Query q4 (example json, result)

Find rivers, streams or creeks in Maryland whose waters eventually end up in the Chesapeake Bay

Water from a stream might empty into a small rive that empties into a larger river that empties into the Bay. You should identity all of the rivers or streams whose water eventually ends up in the Bay.

Query q5 (example json, result)

Find subclasses of the Wikidata Malware class and for each (including Malware), find the number of direct instances and all instances (direct and those all of its subclasses. Sort the results by the number of all instances.

Query q6 (example json, result)

Find instances programming languages that have at least one sitelink. For each, show its ID, name, and number of sitelinks. Order by the number of sitelinks, descending.

A sitelink is a link from an item to an article on a Wikimedia site about the item, such as a page in a Wikipedia site. The number of sitelinks an item has is one way to estimate its prominence and is useful for many purposes. You can find an item's sitelinks using the schema:about property in Wikidata.

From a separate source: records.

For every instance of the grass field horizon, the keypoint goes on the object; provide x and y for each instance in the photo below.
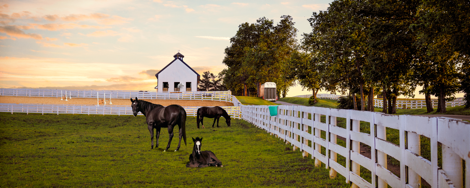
(80, 150)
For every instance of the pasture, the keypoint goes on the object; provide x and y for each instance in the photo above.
(81, 150)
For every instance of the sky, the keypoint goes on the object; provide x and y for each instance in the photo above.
(122, 44)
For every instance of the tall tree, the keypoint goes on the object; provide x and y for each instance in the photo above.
(258, 53)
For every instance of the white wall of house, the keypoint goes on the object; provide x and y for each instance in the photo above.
(177, 72)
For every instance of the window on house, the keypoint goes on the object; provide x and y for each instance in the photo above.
(165, 86)
(188, 86)
(176, 86)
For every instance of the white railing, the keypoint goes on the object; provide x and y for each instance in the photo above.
(302, 127)
(413, 104)
(233, 111)
(322, 96)
(225, 96)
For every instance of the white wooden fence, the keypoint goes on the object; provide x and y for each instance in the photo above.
(225, 96)
(302, 126)
(322, 96)
(233, 111)
(413, 104)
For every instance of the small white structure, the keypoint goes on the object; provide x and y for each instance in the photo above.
(177, 76)
(268, 91)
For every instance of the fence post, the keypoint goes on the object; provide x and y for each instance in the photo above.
(381, 156)
(414, 146)
(333, 154)
(452, 165)
(356, 168)
(317, 134)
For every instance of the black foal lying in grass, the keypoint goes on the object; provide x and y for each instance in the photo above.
(202, 158)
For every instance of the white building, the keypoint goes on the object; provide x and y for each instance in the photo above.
(177, 76)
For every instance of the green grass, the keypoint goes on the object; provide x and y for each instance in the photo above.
(254, 101)
(114, 151)
(327, 103)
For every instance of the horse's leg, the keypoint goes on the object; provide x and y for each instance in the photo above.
(180, 136)
(170, 132)
(215, 118)
(202, 122)
(158, 128)
(150, 126)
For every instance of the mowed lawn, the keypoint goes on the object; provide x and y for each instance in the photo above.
(81, 150)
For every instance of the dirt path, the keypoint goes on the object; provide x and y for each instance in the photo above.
(89, 101)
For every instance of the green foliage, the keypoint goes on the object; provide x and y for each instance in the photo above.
(327, 103)
(114, 151)
(259, 53)
(312, 100)
(347, 102)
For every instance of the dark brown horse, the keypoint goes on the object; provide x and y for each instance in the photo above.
(211, 112)
(202, 158)
(159, 116)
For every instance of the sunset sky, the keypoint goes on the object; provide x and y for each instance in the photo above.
(121, 44)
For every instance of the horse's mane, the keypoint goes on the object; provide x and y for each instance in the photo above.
(225, 114)
(147, 106)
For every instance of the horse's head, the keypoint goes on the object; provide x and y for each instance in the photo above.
(135, 106)
(227, 120)
(197, 145)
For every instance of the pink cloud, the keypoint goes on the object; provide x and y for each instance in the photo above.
(51, 17)
(75, 45)
(79, 17)
(45, 44)
(316, 7)
(55, 27)
(240, 4)
(103, 33)
(51, 39)
(15, 31)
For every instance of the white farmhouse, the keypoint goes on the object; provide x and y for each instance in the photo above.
(177, 76)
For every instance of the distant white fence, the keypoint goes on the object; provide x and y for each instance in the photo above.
(225, 96)
(233, 111)
(413, 104)
(322, 96)
(302, 127)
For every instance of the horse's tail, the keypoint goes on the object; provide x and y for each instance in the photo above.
(197, 117)
(183, 124)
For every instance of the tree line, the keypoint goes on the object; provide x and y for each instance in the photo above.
(362, 48)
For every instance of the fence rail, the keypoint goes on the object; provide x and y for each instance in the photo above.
(413, 104)
(302, 127)
(322, 96)
(233, 111)
(225, 96)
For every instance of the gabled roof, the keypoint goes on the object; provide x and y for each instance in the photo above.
(177, 56)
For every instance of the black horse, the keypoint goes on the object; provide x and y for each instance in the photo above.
(159, 116)
(212, 112)
(202, 158)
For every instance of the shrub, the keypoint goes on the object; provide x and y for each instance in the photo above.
(347, 102)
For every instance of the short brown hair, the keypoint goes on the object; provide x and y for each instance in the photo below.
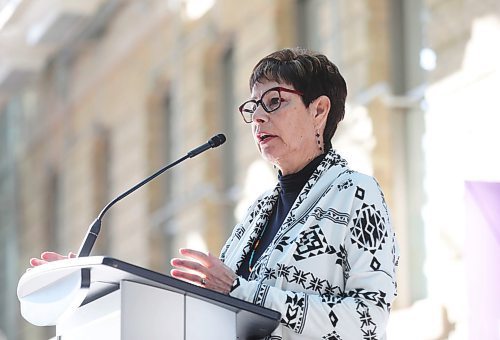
(311, 73)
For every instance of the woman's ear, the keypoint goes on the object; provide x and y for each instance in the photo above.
(321, 107)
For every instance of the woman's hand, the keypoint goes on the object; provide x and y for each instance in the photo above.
(203, 270)
(49, 256)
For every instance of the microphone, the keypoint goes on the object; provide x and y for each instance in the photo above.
(95, 227)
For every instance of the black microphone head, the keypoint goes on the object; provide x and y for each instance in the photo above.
(217, 140)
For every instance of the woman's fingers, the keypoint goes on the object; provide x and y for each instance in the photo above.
(37, 262)
(49, 256)
(185, 276)
(187, 264)
(52, 256)
(203, 270)
(196, 255)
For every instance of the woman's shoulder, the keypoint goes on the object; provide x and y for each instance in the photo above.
(348, 178)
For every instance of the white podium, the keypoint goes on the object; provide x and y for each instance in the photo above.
(105, 298)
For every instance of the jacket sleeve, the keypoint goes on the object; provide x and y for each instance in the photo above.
(359, 309)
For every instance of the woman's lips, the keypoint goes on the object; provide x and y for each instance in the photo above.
(264, 137)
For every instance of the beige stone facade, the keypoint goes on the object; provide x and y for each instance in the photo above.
(140, 83)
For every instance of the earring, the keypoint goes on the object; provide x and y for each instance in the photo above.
(319, 141)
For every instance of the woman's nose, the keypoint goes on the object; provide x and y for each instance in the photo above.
(260, 115)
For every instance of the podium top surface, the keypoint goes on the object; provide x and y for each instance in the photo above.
(96, 276)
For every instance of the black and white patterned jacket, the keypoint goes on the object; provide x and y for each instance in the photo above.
(330, 269)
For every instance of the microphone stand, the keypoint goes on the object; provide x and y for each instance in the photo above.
(95, 227)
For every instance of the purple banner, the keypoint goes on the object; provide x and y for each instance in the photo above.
(482, 259)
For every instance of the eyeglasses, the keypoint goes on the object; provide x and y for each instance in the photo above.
(270, 101)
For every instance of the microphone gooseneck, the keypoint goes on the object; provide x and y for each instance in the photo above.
(95, 227)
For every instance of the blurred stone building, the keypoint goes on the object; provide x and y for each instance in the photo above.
(95, 95)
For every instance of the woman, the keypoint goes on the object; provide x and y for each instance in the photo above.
(319, 247)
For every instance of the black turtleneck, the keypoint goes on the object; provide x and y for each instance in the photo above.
(290, 187)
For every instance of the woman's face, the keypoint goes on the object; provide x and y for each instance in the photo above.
(287, 136)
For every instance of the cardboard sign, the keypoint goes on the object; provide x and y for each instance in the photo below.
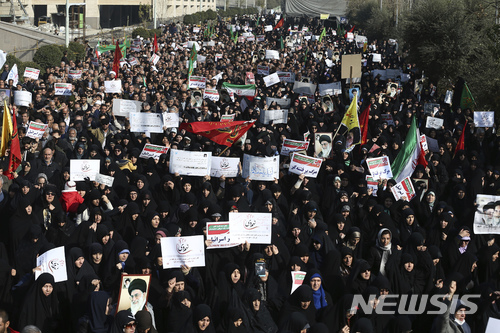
(303, 164)
(63, 89)
(31, 73)
(36, 130)
(179, 251)
(224, 166)
(404, 190)
(290, 146)
(197, 82)
(260, 168)
(255, 228)
(190, 163)
(380, 167)
(123, 107)
(22, 98)
(145, 122)
(153, 151)
(104, 179)
(220, 235)
(81, 169)
(113, 87)
(54, 263)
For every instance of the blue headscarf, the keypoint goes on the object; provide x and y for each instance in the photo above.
(319, 296)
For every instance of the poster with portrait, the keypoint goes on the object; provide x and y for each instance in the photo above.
(323, 145)
(134, 291)
(487, 215)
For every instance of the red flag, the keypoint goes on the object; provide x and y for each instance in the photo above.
(224, 133)
(279, 24)
(461, 141)
(15, 151)
(116, 60)
(363, 124)
(155, 44)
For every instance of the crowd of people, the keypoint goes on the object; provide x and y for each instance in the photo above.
(349, 240)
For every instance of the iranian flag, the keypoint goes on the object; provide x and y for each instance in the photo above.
(410, 155)
(241, 90)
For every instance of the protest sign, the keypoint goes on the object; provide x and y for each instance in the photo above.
(123, 107)
(276, 116)
(211, 94)
(22, 98)
(170, 119)
(262, 70)
(334, 88)
(260, 168)
(63, 89)
(31, 73)
(190, 163)
(224, 166)
(81, 169)
(145, 122)
(219, 234)
(433, 122)
(481, 118)
(197, 82)
(290, 145)
(254, 228)
(53, 262)
(379, 167)
(104, 179)
(75, 74)
(152, 151)
(403, 190)
(303, 164)
(297, 280)
(36, 130)
(179, 251)
(113, 87)
(487, 217)
(271, 80)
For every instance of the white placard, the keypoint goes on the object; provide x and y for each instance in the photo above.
(481, 118)
(153, 151)
(190, 163)
(170, 119)
(104, 179)
(433, 122)
(22, 98)
(290, 145)
(260, 168)
(224, 166)
(36, 130)
(113, 87)
(145, 122)
(334, 88)
(53, 262)
(272, 54)
(276, 116)
(31, 73)
(380, 167)
(179, 251)
(255, 228)
(219, 234)
(63, 89)
(303, 164)
(81, 169)
(123, 107)
(271, 79)
(197, 82)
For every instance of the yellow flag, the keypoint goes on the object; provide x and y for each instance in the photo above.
(6, 129)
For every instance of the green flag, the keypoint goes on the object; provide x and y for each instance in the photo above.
(467, 101)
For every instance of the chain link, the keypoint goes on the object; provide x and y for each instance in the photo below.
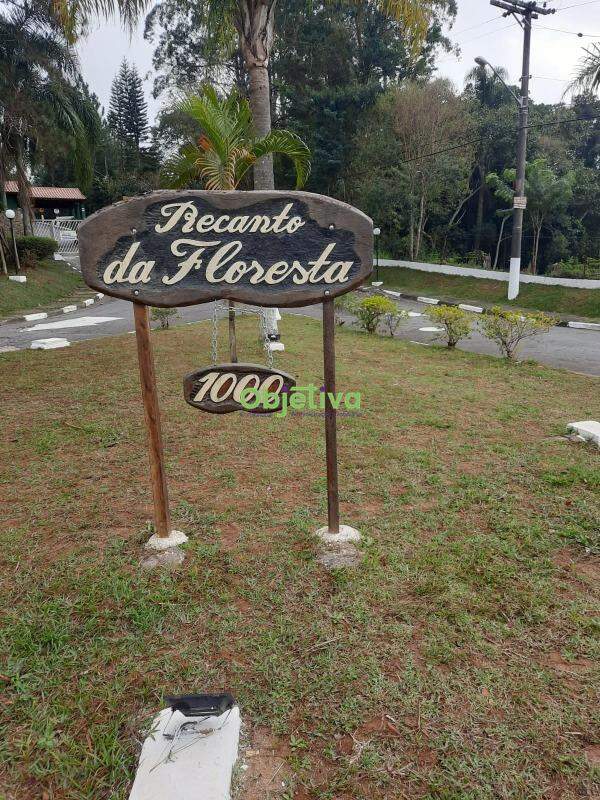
(262, 316)
(215, 333)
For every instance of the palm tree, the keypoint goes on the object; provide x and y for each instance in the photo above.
(38, 88)
(227, 146)
(588, 71)
(254, 22)
(225, 149)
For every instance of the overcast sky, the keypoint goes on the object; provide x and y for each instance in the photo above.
(479, 29)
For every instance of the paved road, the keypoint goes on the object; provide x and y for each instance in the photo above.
(575, 350)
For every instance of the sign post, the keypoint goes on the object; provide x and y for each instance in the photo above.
(264, 248)
(333, 502)
(158, 478)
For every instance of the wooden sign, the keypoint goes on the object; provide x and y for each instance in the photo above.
(177, 248)
(221, 388)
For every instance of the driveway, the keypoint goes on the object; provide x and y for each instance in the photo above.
(566, 348)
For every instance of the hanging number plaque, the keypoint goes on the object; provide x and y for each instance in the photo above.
(270, 248)
(222, 388)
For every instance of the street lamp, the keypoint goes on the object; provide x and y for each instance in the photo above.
(520, 201)
(10, 215)
(376, 234)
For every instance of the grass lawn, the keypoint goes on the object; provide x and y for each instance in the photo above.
(459, 662)
(50, 282)
(556, 299)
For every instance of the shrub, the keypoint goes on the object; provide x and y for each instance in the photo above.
(344, 304)
(371, 310)
(394, 319)
(162, 316)
(455, 321)
(509, 328)
(39, 246)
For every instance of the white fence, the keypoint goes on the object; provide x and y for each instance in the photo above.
(64, 231)
(491, 275)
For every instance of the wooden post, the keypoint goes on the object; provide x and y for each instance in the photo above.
(158, 478)
(333, 504)
(232, 339)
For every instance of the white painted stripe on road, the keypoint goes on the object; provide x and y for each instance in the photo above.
(33, 317)
(591, 326)
(78, 322)
(49, 344)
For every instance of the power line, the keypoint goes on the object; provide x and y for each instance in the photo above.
(572, 33)
(485, 139)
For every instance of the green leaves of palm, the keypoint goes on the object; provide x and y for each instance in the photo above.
(227, 147)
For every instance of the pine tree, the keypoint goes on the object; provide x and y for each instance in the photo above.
(128, 112)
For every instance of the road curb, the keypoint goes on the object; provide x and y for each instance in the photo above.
(592, 326)
(56, 312)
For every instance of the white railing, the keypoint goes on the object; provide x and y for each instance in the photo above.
(63, 230)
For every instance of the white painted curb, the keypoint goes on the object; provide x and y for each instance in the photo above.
(156, 542)
(346, 534)
(591, 326)
(588, 430)
(34, 317)
(196, 761)
(53, 343)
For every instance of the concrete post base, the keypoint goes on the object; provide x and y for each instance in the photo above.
(346, 534)
(156, 542)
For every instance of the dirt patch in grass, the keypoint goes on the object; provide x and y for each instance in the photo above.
(554, 299)
(469, 625)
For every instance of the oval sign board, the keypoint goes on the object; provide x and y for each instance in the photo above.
(223, 388)
(177, 248)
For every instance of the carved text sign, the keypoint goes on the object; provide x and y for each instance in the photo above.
(267, 248)
(222, 388)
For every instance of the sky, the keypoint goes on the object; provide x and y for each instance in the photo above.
(479, 30)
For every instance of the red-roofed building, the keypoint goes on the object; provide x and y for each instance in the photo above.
(50, 201)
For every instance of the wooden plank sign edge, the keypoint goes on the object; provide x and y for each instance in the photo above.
(118, 244)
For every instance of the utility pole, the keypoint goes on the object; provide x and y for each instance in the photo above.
(527, 11)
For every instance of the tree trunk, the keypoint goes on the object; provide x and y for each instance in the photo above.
(536, 246)
(255, 28)
(499, 241)
(24, 193)
(480, 206)
(260, 103)
(420, 226)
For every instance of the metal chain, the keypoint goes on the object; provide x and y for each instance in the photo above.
(215, 333)
(239, 310)
(265, 336)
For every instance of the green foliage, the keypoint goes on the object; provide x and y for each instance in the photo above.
(509, 328)
(163, 316)
(372, 310)
(455, 321)
(572, 268)
(40, 247)
(227, 148)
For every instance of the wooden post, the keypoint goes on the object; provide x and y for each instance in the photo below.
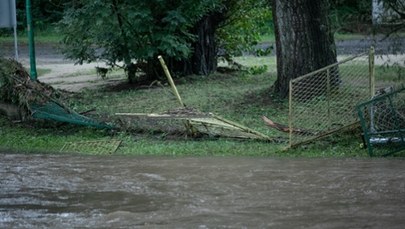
(328, 88)
(170, 79)
(187, 123)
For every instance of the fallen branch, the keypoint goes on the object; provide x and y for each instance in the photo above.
(286, 129)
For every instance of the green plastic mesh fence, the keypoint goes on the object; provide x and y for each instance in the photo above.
(55, 112)
(383, 122)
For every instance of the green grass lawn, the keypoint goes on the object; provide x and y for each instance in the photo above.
(240, 97)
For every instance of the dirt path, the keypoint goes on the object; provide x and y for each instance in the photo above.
(64, 74)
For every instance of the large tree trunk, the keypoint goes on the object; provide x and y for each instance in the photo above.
(203, 59)
(304, 40)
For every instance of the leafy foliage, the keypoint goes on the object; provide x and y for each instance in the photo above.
(120, 31)
(246, 21)
(123, 31)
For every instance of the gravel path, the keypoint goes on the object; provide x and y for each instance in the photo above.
(65, 74)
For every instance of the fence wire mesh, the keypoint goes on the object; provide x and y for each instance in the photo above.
(383, 122)
(324, 101)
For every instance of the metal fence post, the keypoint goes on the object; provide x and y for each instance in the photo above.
(30, 30)
(371, 71)
(290, 115)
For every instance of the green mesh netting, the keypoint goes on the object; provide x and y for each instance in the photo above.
(53, 111)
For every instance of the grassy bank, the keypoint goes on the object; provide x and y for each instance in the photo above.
(240, 97)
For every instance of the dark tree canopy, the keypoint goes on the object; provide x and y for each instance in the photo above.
(134, 33)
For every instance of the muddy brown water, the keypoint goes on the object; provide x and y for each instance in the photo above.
(62, 191)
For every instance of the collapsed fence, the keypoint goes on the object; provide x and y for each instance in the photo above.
(383, 122)
(324, 101)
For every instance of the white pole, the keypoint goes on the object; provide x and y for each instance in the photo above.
(377, 12)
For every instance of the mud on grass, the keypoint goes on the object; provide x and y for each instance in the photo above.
(235, 97)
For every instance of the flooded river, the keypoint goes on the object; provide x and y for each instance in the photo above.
(53, 191)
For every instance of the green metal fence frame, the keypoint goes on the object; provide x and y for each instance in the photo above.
(368, 134)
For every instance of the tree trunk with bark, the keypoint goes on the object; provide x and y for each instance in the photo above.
(304, 40)
(203, 59)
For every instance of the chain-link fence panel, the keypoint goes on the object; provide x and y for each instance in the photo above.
(324, 101)
(383, 122)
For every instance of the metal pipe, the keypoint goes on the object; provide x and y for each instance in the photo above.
(31, 43)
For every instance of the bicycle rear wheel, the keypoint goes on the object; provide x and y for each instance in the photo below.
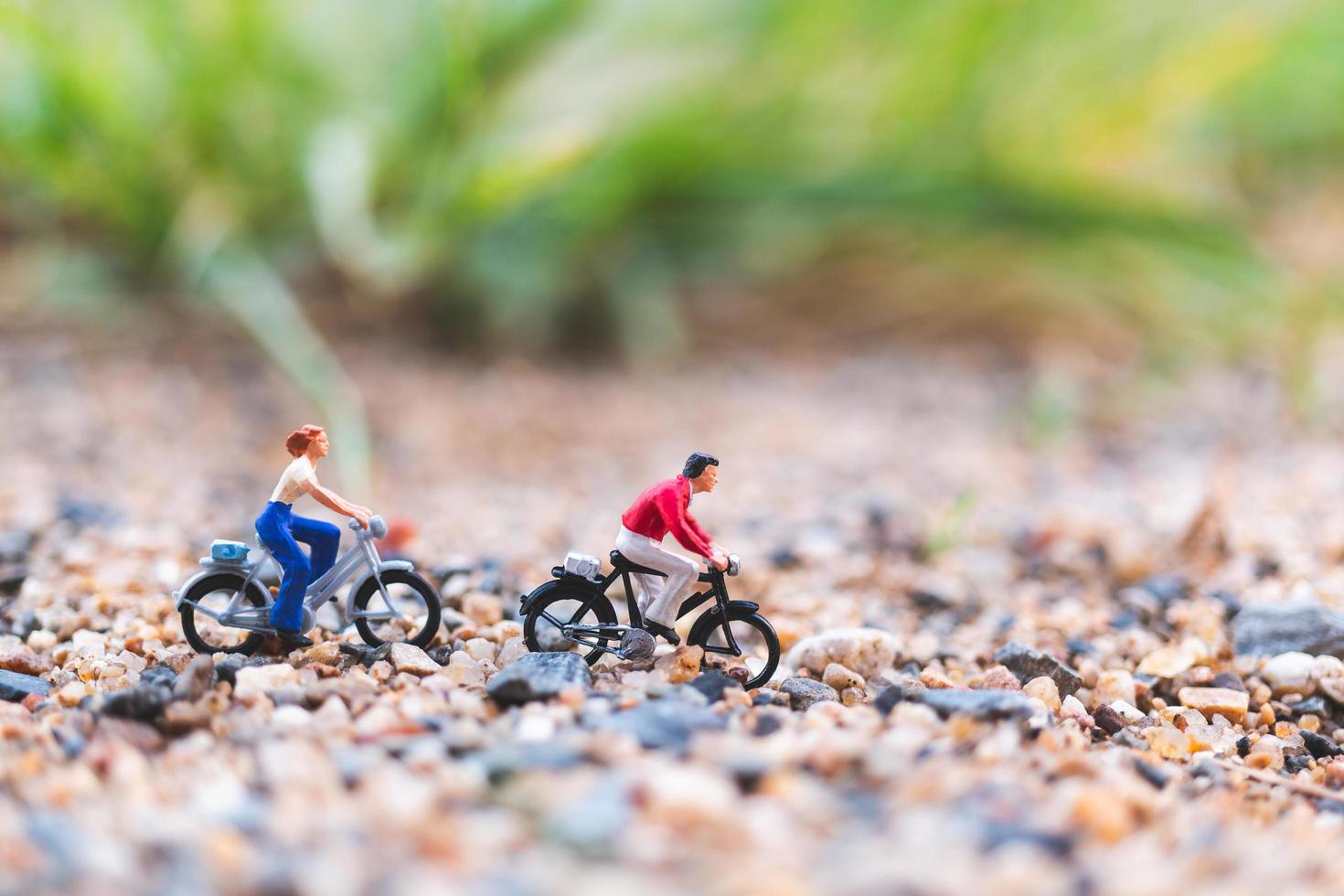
(569, 606)
(214, 592)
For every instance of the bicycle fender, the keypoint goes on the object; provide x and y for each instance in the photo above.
(382, 567)
(732, 604)
(565, 581)
(179, 595)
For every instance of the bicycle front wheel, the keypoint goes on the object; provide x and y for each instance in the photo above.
(411, 612)
(757, 644)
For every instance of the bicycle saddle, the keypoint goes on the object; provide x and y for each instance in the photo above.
(623, 561)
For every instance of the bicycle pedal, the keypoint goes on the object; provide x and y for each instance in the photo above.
(636, 644)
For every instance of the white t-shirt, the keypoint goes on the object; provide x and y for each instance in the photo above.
(293, 478)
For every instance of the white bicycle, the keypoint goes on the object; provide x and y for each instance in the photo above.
(226, 609)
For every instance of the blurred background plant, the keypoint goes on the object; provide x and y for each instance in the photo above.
(522, 175)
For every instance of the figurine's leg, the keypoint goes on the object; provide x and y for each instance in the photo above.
(322, 538)
(682, 574)
(288, 610)
(646, 587)
(660, 600)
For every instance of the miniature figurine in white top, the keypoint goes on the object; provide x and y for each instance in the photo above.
(281, 529)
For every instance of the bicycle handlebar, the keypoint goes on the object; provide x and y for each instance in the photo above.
(377, 527)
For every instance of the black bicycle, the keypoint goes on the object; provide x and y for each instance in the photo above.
(574, 613)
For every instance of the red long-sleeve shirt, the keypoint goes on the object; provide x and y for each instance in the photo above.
(663, 508)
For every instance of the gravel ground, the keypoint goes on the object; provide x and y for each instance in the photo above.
(1095, 663)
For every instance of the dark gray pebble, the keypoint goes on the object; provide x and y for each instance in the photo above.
(712, 684)
(1029, 664)
(15, 686)
(805, 692)
(1270, 629)
(663, 724)
(539, 676)
(1318, 746)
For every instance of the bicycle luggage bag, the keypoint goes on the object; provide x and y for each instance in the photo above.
(582, 564)
(228, 551)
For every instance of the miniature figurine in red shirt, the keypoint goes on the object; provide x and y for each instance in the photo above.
(660, 509)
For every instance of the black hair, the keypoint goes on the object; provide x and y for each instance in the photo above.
(697, 463)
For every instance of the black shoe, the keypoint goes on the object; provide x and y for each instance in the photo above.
(661, 630)
(293, 637)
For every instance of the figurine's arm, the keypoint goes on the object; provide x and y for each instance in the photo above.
(682, 526)
(334, 501)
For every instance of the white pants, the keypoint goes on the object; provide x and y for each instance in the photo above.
(659, 601)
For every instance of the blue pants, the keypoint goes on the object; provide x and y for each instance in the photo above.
(281, 532)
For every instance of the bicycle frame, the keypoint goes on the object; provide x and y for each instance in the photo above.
(623, 569)
(363, 554)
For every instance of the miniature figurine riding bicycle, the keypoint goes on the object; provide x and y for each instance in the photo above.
(574, 612)
(229, 594)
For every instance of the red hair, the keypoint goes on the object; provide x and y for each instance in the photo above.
(302, 438)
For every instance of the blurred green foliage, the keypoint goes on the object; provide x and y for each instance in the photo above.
(522, 171)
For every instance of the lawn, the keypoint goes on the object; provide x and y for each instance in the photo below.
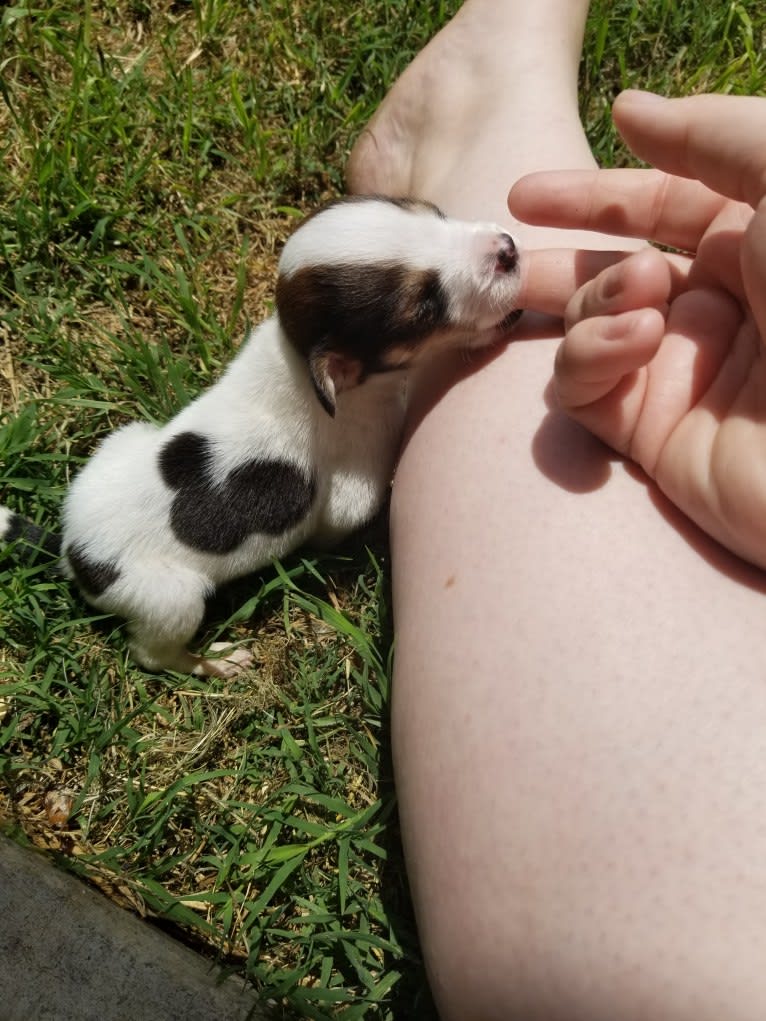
(152, 159)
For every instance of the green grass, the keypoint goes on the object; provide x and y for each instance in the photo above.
(152, 158)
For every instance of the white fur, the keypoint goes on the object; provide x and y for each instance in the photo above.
(117, 512)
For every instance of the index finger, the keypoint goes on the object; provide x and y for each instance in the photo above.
(551, 276)
(632, 203)
(715, 139)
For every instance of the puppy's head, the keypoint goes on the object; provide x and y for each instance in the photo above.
(368, 285)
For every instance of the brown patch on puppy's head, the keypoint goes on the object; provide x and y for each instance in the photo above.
(350, 321)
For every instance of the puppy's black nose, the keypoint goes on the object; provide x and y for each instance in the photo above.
(508, 254)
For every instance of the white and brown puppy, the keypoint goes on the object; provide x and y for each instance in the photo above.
(298, 438)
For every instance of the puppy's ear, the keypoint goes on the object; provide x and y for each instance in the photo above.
(332, 373)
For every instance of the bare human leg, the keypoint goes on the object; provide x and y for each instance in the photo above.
(579, 701)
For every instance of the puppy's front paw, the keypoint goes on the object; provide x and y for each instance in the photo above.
(234, 662)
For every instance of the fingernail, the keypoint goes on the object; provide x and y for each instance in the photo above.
(639, 96)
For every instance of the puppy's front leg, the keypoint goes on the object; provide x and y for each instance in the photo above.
(234, 662)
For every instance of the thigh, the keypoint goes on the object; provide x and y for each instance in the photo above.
(579, 722)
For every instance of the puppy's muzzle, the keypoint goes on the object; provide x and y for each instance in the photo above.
(508, 254)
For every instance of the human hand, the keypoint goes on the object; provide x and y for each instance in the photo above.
(664, 354)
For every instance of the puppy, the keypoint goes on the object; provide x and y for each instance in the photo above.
(298, 439)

Query q7 (example json, result)

Find instances of software and the programming language(s) or frameworks(s) they were implemented in. For each programming language or framework that was used to implement at least one software item, show its ID, name and how many software instances it was used in. Order by that number descending.

Writing your queries

Write each of the queries in separate file, with names from q1.txt to q7.txt. You can debug your queries using a web based Wikidata Query service or a client like yasgui. You should eventually use the simple python script sparql.py which takes one of more query files, runs them through the endpoint, and writes out the response into files as both json and html. You can use a command line statement like

	  python sparql.py q?.txt

to run all of your queries and create the .json and .html files. You can then compare your output to that produced by our model solutions by looking at the JSON and HTML files. Our model solutions produced the following output.

Query q1.txt on https://query.wikidata.org/sparql returned 85 results
Query q2.txt on https://query.wikidata.org/sparql returned 85 results
Query q3.txt on https://query.wikidata.org/sparql returned 50 results
Query q4.txt on https://query.wikidata.org/sparql returned 73 results
Query q5.txt on https://query.wikidata.org/sparql returned 125 results
Query q6.txt on https://query.wikidata.org/sparql returned 1560 results
Query q7.txt on https://query.wikidata.org/sparql returned 328 results

What and how to submit

Get the files from your HW3 Git repository either by cloning it on your own computer (if you have Python installed on it) or your gl account and extract the contents. Stubs for the queries are in files q?.txt. Edit each of these to be a working query. You can debug your query using one of public Web clients (see above) or by using the sparql.py program. The sample output includes the answers our model solution provides. You answers might vary a bit, but hopefully not too much.

When you are done, you can rerun all of your queries with a command like python sparql.py q?.txt, then commit all of the *.txt, *.txt.json and *.txt.html files and push them back to the master on github. You should also answer the questions in your README.md file and push it to GitHub.